After a few years living in Germany (as a native English speaker), my English and that of my friends became peppered with these German-isms.



That sounds perfectly British English to me, to the extent that I thought your point was going to be it was something German had stamped out of you.

Interestingly, I'm not sure if it's nationwide, or a local dialect (Dorset/West country) thing - interesting because there's a lot of German/Saxonism retained in the dialect, usually about word choice or spelling though, not phrases. As far as I'm aware anyway, not an expert.

(For example we tend to prefer the -t ending of -ed verbs: 'burnt' not 'burned' etc. including in stronger cases words like 'turnt' ('turned' in any usage, not the modern slang for drunk) that Wiktionary etc. will tell you are obsolete.)


Similarly "I've been here since two days" is usually a giveaway that somebody's translating from French.


It’s actually also indicative of German! (and I would assume a few other languages?)

“Ich bin seit zwei Tagen hier.”


Do you notice an increase in this usage lately? I see it a lot on reddit and hn. All romance languages probably have it by the way. I know Italian does for sure.


Hindi too, maiñ do din se yahāñ hūñ.

I wouldn't be surprised if it were most languages really, English 'for' seems the weirder construction.


You could use it in English too so long as you add 'ago' on the end. "Since two days" makes no sense in English because "since" refers to a point in time not a duration.


That still doesn't sound natural to me. You could answer 'since when' with 'two days ago', but declaring it as a statement I'd say 'for the last two days' or 'since the day before yesterday'.

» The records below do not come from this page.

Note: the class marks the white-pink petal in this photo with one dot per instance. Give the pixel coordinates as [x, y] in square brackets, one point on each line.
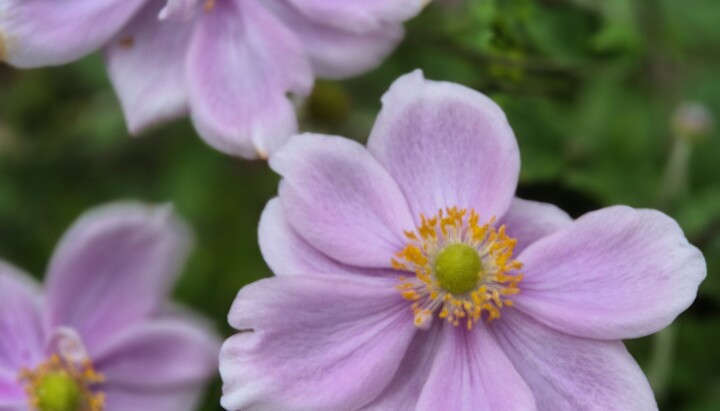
[567, 373]
[528, 221]
[470, 372]
[313, 343]
[613, 274]
[146, 64]
[22, 338]
[37, 33]
[341, 201]
[241, 65]
[114, 268]
[446, 145]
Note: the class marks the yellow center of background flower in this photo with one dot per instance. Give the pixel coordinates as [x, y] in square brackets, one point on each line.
[60, 385]
[463, 270]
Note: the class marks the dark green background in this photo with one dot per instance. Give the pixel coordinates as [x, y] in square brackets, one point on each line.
[590, 87]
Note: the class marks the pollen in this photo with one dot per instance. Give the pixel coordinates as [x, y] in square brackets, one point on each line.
[61, 385]
[463, 271]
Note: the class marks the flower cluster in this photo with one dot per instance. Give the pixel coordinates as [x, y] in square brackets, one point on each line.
[101, 335]
[408, 276]
[228, 63]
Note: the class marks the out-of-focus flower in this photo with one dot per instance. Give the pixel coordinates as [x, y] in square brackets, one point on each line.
[229, 63]
[692, 121]
[102, 335]
[409, 277]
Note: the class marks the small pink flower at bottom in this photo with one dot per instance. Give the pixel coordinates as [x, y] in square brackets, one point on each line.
[409, 277]
[102, 335]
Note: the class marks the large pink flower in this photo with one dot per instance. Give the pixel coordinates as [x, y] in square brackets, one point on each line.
[102, 335]
[229, 63]
[409, 277]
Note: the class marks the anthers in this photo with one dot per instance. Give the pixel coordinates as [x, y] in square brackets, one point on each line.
[59, 384]
[459, 294]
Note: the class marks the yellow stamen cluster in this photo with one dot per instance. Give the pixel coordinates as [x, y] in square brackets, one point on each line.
[80, 379]
[498, 277]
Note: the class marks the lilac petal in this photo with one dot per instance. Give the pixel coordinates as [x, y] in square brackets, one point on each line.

You could get away with it in speech since it sounds like 'since.. [thinking] two days ago' and it's acceptable to change construction like that in casual speech, but written it doesn't seem right to me.

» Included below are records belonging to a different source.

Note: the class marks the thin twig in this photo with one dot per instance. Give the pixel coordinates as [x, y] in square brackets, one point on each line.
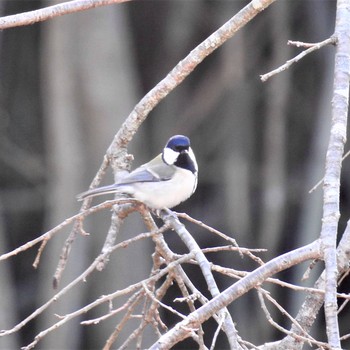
[31, 17]
[314, 47]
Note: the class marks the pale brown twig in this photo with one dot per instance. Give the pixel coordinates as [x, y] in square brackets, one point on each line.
[30, 17]
[289, 63]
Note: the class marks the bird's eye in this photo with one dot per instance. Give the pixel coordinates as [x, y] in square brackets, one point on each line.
[180, 148]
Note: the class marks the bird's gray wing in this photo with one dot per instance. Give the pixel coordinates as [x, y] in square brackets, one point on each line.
[153, 171]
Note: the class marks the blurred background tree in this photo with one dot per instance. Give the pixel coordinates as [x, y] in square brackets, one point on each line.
[68, 84]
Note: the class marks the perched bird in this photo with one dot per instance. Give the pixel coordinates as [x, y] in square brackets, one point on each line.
[164, 182]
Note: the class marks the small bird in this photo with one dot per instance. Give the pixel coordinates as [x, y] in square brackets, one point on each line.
[164, 182]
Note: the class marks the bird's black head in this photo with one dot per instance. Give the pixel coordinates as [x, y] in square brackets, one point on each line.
[178, 143]
[178, 152]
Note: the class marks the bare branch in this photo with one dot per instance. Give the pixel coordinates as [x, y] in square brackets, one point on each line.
[331, 187]
[289, 63]
[65, 8]
[280, 263]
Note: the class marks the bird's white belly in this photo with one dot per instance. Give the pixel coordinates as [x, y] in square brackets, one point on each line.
[164, 194]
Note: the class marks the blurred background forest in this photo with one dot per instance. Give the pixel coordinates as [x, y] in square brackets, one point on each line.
[68, 84]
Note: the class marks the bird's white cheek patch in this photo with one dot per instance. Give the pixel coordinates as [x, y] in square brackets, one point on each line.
[170, 156]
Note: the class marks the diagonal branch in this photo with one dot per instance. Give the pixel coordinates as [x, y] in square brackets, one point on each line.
[255, 278]
[331, 187]
[65, 8]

Could also be do din tak but that implies you’re about to take off


Isn't German the same? "Ich bin schon seit zwei Tagen hier".

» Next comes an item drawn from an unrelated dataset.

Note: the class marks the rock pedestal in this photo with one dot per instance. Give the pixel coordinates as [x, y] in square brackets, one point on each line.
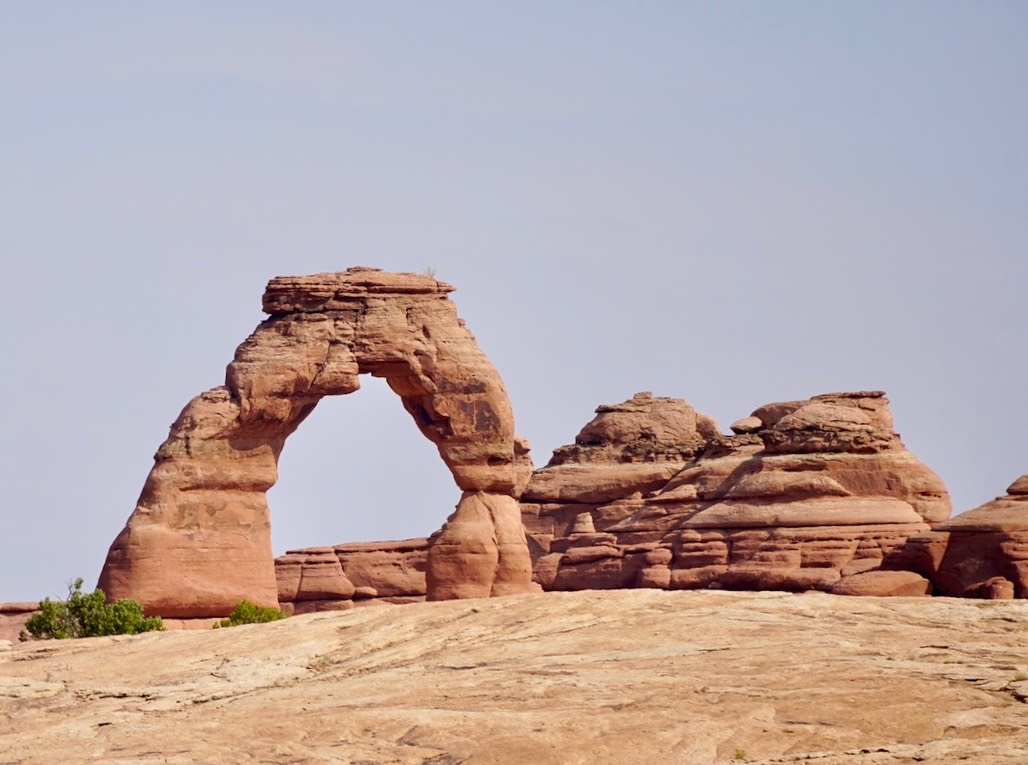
[198, 541]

I say this as a native English speaker… but I speak South African English (or something similar), and I’ve heard that this expression is due to Afrikaans influence!


That's probably because Afrikaans is Dutch, and Dutch is German.


Well, ‘is’ isn’t quite the right word… but they’re all closely related languages, yes, which is why I mentioned it.


Yep, I was being liberal with "is" there, but hopefully the point came across.


Dutch is German, and English is French.


English is French and German.


And therefore, Dutch is English :D


No, English and Dutch are distant cousins.


Haha ok- but then so is German. Dutch has Low Franconian origins, and the more you learn about it, the weirder it gets. Also, it did not have the consonant shift- e.g. water (en) vs water (nl) vs wasser (de).

That said, after centuries of relative stability, modern Dutch is absorbing English words as fast as it can. Who knows if it is still recognisable in 50 years.


I don't know, I think maybe Dutch and German are more estranged siblings. English is a weird case because the German part is very German, but then the non-German part is pretty big!


Afrikaans is Dutch yes, Dutch is not German.

Learn your languages before spreading unwise nonsense on the internet.


Not OP here. You're right, but you could be more charitable in your reading of the previous comment. While it's wrong at the micro level it's not even nonsense on the macro level. Dutch and German are at the very least very related. They share a lot of constructs and words.

There's no reason to be so disrespectful.


I said this long before I moved out of the US. I live in NL now. I wish I could tell you where it came from. Probably from my stepfather who was raised in a rural Texas area that probably had some old Germanic roots.


This example at least sounds perfectly natural to me, in California. I can remember my dad saying it, who was also a born and raised Californian. No German around whatsoever, shrug.